Unconventional Toys
Che quest’estate la Settima Arte non volesse andare in vacanza lo si capisce dal numero di uscite previste nella stagione balneare, alcune delle quali programmate il giorno di Ferragosto. Tra queste figura quella di Kin, che dopo una prima apparizione in Italia lo scorso giugno nel corso della prima edizione di Oltre lo specchio, approda finalmente nelle sale nostrane con Leone Film Group. Basato sul cortometraggio del 2014 dal titolo Bag Man, il film diretto anch’esso da Jonathan e Josh Baker ci porta al seguito del quattordicenne Eli, che esplorando una rimessa abbandonata alla periferia di Detroit in cerca di parti da rivendere scopre un’arma misteriosa tra i resti di una violenta battaglia. Jimmy, suo fratellastro maggiore, è appena uscito di prigione, ma ha un debito con una gang. Per saldarlo, viene coinvolto nel piano per rubare negli uffici dove lavora Hal, padre biologico di Jimmy e patrigno di Eli. La rapina va storta. Nel fuggire, Jimmy convince Eli a seguirlo. Sulle tracce dei due si mettono criminali, agenti federali e misteriosi insegui-tori mascherati.

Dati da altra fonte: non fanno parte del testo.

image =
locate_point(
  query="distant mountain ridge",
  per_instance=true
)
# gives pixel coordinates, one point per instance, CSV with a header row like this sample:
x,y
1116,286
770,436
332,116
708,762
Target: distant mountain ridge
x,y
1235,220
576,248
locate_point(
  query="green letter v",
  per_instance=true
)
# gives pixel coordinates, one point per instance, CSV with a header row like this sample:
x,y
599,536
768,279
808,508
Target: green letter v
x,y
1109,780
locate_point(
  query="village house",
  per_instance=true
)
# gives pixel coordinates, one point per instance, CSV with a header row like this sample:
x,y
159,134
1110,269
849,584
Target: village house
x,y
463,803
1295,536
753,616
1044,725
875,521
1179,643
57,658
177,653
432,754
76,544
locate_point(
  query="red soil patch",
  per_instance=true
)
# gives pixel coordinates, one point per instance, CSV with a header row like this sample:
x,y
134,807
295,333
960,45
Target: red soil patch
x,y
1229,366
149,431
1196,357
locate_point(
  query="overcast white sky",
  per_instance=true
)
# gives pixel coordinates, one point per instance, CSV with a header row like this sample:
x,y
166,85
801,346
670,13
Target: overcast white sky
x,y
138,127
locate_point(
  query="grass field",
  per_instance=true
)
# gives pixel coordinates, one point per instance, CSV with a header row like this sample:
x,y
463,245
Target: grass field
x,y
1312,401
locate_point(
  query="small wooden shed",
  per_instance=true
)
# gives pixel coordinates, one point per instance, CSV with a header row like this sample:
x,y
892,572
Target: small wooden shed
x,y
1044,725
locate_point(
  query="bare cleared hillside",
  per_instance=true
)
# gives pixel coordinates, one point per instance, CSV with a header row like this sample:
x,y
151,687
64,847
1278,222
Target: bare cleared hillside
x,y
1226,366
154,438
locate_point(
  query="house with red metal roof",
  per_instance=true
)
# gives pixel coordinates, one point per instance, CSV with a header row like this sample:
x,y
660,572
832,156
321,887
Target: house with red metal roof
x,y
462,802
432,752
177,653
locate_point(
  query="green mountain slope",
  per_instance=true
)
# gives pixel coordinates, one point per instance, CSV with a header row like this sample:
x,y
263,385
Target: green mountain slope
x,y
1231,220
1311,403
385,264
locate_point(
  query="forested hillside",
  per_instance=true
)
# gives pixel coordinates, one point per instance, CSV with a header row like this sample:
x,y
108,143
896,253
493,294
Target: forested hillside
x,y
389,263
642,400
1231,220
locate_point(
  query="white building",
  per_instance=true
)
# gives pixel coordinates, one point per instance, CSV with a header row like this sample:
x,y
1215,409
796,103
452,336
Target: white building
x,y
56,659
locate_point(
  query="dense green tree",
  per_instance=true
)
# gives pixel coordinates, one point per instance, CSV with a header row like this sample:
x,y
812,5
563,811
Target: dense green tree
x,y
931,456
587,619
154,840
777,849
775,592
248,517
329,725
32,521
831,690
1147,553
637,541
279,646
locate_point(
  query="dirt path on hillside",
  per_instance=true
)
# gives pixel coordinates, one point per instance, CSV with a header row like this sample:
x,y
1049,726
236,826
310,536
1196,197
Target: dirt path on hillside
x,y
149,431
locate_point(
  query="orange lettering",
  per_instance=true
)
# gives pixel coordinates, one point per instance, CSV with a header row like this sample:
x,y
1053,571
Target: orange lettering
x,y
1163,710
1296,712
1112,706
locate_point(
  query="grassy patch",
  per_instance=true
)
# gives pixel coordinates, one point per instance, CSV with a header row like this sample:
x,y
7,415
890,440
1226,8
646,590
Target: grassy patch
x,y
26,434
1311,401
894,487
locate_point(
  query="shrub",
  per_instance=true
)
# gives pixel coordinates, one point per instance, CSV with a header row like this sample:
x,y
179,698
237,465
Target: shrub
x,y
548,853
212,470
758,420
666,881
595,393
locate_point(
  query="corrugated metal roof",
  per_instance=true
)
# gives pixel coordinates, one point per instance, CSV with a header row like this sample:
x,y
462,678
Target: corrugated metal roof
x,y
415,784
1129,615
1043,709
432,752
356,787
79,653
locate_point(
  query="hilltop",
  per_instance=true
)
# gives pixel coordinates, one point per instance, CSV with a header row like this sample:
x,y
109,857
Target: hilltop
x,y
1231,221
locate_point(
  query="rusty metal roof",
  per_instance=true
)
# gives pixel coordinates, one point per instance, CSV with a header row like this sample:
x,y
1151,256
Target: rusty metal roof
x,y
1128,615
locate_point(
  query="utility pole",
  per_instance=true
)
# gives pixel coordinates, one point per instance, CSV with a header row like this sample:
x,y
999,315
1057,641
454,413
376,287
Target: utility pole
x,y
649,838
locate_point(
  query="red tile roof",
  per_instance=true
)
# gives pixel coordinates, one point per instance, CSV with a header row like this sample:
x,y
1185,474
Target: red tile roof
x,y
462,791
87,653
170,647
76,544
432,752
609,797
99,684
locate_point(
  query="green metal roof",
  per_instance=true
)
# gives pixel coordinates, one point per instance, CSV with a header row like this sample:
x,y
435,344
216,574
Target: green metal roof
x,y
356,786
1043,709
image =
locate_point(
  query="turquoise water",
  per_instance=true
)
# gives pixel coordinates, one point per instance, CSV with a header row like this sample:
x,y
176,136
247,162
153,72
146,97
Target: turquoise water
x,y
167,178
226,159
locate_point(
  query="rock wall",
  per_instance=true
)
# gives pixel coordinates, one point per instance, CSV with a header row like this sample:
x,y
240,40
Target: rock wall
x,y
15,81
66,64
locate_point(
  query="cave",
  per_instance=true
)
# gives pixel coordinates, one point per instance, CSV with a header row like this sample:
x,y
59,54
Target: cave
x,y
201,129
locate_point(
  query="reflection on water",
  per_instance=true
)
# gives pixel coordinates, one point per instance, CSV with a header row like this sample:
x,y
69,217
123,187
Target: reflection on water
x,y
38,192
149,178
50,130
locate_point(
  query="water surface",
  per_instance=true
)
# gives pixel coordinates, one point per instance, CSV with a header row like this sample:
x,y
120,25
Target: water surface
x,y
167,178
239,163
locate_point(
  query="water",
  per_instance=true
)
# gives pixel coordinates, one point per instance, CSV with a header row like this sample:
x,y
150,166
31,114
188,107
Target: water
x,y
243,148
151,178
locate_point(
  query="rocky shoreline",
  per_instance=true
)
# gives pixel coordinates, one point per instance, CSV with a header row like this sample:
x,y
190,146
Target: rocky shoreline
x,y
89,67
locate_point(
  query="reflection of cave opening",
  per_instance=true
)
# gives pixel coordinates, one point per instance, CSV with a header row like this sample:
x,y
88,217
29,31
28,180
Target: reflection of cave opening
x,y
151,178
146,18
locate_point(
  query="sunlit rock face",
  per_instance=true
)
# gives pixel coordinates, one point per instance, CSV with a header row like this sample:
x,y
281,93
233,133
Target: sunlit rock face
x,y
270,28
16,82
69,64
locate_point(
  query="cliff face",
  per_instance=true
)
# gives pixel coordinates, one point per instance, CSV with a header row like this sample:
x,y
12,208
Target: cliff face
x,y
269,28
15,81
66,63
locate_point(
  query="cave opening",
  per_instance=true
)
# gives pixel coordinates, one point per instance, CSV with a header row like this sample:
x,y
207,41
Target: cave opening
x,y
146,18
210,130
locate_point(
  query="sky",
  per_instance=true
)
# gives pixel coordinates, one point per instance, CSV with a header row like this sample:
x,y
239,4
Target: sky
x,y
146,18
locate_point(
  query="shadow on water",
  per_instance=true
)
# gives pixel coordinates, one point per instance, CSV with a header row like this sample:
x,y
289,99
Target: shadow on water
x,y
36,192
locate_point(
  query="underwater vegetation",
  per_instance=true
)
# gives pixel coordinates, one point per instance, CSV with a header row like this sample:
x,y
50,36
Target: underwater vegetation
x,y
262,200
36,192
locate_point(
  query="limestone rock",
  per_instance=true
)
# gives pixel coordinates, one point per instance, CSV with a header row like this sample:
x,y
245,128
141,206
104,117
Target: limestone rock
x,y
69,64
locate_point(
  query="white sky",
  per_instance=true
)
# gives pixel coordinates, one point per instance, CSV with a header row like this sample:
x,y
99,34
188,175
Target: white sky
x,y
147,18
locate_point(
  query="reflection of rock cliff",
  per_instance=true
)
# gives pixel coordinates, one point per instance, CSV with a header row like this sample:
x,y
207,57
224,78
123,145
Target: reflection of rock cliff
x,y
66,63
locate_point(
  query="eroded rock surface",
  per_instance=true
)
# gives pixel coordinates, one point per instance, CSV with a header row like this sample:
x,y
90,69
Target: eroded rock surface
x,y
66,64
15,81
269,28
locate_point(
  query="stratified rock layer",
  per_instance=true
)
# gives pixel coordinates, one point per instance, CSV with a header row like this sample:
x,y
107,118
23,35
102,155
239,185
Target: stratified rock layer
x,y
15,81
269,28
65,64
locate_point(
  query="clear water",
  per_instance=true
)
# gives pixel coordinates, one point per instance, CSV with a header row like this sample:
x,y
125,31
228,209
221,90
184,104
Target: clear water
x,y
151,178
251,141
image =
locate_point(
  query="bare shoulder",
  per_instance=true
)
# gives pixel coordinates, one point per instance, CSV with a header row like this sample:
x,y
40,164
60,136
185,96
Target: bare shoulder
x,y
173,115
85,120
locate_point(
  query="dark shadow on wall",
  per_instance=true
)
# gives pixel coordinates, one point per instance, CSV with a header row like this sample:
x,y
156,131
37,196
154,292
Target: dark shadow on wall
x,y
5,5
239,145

Il risultato non può che essere un cocktail trans-genere che mescola nel proprio DNA dosi equivalenti di azione, fantascienza e thriller, al fine di offrire alla platea di turno un giocattolone audiovisivo capace di andare incontro ai gusti di più fasce d’età, garantendo al fruitore di turno intrattenimento a buon mercato. In tal senso, Kin porta a termine la missione e lo scopo per i quali è stato concepito dalla coppia di registi e per farlo racconta una storia che unisce azione frenetica, viaggio on the road e una riflessione sui legami familiari. Fantascienza e cinetica diventano così una metafora della crescita in un mondo aspro e comunque sorprendente. Il tutto mantenendo il più possibile un tono da indie che ne nobilita la genesi e la sua trasposizione, con questioni morali dubbie e la scelta di fondo che spetta al giovane protagonista, tra il modello retto del padre adottivo e l’impeto stradaiolo della vita del fratellastro.
Dunque, c’è anche un minimo di sostanza contenutistica nella scrittura, quanto basta a non rendere Kin solamente uno sparatutto intergalattico. Ciononostante la caccia all’uomo che costringe i due protagonisti a scappare dal cattivone di turno (un efficace James Franco nelle vesti di uno spietato villain tatuato in cerca di vendetta) resta il baricentro intorno al quale ruota l’interesse dello fruitore con un paio di scene che da sole valgono il prezzo del biglietto (la pirotecnica fuga dalla bisca clandestina e lo showdown balistico in scena nell’epilogo della stazione di polizia). Questo perché la componente thriller rappresentata dalla misteriosa provenienza dell’arma e dall’identità degli extra-terrestri giunti sul pianeta per riprendersela non contribuisce alla causa nella giusta misura, mostrandosi a conti fatti semplice e prevedibile.